Relationship Between IGF-1 and Cortisol/ DHEA-S Ratio in Adult Men With Diabetic Metabolic Syndrome Versus Non-Diabetic Metabolic Syndrome

Mervat M El-Eshmawy, Asmaa Hegazy, Azza A El-Baiomy


Background: Metabolic syndrome (MS) is a strong risk factor for cardiovascular disease and type 2 diabetes mellitus. Previous studies have suggested that low insulin like growth factor-1 (IGF-1), low dehydroepiandrosterone sulfate (DHEA-S) and high cortisol are significant correlates of MS. The aim of the present study was to examine the relationships between serum IGF-1, cortisol, DHEA-S and cortisol/ DHEA-S ratio in adult men with MS either diabetic or non-diabetic.

Methods: One hundred adult men were enrolled in this study, divided into three groups: group 1 included 30 patients with diabetic MS, group 2 included 30 patients with non-diabetic MS and group 3 included 40 age and sex-matched controls. Anthropometric measurements, Homeostasis model assessment of insulin resistance (HOMA), lipid profile, IGF-1, cortisol, DHEA-S and cortisol/ DHEA-S ratio were assessed.

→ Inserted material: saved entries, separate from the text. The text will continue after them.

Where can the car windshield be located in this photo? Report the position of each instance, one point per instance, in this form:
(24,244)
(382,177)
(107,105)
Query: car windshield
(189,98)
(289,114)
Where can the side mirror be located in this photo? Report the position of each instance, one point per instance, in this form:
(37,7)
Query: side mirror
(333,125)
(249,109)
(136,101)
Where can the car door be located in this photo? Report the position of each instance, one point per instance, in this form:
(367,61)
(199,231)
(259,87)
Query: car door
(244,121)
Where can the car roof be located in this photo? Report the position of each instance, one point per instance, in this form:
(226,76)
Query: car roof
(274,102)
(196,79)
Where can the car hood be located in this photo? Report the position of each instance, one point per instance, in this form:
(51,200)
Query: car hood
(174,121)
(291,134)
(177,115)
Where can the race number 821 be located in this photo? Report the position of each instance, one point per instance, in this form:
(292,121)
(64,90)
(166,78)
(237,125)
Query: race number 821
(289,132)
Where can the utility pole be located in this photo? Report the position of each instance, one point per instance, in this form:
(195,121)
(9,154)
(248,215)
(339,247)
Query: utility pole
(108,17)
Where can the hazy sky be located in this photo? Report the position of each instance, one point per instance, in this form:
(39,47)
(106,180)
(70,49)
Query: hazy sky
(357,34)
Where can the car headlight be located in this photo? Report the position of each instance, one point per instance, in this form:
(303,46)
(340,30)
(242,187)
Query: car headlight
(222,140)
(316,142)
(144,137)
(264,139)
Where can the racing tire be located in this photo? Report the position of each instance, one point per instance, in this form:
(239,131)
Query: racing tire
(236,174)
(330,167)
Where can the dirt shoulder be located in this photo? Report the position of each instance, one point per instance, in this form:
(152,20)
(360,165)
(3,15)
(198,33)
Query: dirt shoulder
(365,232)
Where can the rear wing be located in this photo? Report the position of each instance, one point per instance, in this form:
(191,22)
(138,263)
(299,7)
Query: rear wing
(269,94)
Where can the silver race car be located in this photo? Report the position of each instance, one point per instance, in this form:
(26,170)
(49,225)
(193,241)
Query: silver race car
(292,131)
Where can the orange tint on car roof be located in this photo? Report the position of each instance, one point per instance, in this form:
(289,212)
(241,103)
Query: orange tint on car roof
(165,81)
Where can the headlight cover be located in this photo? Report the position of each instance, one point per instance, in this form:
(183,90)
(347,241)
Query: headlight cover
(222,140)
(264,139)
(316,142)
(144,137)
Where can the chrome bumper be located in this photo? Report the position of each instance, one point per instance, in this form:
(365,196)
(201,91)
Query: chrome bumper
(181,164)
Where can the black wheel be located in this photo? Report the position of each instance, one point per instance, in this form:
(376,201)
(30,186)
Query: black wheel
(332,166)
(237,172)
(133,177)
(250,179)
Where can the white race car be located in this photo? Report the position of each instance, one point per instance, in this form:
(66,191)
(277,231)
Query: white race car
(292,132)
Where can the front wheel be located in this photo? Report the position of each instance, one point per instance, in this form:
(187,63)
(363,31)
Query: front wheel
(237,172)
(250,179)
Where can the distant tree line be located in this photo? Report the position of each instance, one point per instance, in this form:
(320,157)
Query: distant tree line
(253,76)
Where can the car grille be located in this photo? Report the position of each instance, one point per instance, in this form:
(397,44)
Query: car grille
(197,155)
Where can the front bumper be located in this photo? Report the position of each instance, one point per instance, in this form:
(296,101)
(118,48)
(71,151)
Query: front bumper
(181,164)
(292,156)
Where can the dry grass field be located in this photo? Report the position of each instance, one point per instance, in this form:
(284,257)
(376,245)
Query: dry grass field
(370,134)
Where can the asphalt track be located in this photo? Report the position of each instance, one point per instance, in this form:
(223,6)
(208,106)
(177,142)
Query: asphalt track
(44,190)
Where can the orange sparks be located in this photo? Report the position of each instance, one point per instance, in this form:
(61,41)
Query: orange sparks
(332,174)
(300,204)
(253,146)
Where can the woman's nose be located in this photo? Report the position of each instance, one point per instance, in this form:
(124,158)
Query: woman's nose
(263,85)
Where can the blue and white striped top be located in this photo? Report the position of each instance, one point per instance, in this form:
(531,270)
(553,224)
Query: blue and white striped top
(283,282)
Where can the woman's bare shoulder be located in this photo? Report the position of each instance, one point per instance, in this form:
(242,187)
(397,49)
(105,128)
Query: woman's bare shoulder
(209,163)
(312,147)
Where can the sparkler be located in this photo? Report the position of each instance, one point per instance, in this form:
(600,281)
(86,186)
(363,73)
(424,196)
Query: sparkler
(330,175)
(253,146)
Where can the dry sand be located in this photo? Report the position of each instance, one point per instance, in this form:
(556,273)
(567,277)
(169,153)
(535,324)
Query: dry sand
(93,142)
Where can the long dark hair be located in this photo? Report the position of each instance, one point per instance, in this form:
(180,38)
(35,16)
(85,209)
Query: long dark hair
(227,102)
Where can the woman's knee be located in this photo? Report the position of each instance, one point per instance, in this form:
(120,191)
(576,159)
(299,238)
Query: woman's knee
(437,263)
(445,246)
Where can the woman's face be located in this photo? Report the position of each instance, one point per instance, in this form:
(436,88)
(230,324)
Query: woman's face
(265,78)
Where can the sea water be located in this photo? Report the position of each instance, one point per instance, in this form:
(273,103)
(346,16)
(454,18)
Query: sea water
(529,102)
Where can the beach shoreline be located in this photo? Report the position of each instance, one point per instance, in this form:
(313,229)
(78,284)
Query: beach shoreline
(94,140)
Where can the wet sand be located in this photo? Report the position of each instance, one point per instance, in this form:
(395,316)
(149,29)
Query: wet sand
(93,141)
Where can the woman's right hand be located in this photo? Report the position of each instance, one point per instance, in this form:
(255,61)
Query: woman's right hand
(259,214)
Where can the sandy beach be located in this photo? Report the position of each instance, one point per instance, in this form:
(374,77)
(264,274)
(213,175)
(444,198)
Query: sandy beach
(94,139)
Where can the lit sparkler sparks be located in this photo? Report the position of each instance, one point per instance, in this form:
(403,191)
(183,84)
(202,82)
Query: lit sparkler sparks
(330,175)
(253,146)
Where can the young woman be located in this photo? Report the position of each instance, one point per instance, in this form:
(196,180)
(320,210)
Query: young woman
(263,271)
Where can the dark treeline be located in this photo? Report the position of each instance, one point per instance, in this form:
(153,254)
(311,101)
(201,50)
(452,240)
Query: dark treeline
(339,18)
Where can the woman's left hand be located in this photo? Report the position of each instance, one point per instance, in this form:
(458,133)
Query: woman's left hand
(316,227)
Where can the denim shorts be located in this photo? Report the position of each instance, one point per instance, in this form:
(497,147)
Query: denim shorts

Results: IGF-1 and DHEA-S levels were significantly lower while serum cortisol and cortisol/ DHEA-S ratio were higher in both diabetic MS and non-diabetic MS adult men than healthy controls; they were also significantly different in the diabetic than in non-diabetic adult men with MS. IGF-1 was significantly and independently correlated with waist circumference, blood pressure, fasting blood glucose, HOMA, cortisol, DHEA-S and cortisol/ DHEA-S ratio. Cortisol/ DHEA-S ratio was significantly and independently correlated with blood pressure, fasting blood glucose, insulin, HOMA, triglyceride, high density lipoprotein cholesterol, cortisol and DHEA-S.

Conclusion: IGF-1 concentration is reduced and cortisol/ DHEA-S ratio is increased along with insulin resistance in adult men with diabetic MS. IR may be responsible for multiple multihormonal dysregulation in MS.